🚧 UNDER CONSTRUCTION 🚧
nanoGPTxCodeCompletion is a GitHub repository inspired by the work of Andrej Karpathy with nanoGPT and minGPT. The goal of this project is to explore a small version of the GPT (Generative Pre-trained Transformer) architecture to perform code completion at the token level and in-line code completion.
This repository leverages the concepts and techniques presented in the nanoGPT and minGPT repositories. nanoGPT is a simple and fast repository for training/finetuning medium-sized GPT models, prioritizing efficiency and effectiveness. On the other hand, minGPT is a PyTorch re-implementation of GPT, focusing on being small, clean, interpretable, and educational.

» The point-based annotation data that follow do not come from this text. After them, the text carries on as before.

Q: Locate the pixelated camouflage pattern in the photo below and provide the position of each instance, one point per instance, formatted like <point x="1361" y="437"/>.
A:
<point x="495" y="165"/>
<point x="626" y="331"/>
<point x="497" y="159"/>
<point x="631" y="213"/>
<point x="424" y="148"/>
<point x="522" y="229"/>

Additionally, this project draws reference from CodeXGLUE, a benchmark dataset and open challenge introduced by researchers from Microsoft Research Asia, Developer Division, and Bing. CodeXGlue provides a collection of code intelligence tasks and a platform for model evaluation and comparison. One of the tasks included is code completion, which is essential in software development to enhance productivity.
The code completion task aims to predict the next code token based on the context of previous tokens. In this repository, we specifically focus on token-level code completion, which is analogous to language modeling. Models should be capable of predicting the next token across various types of code.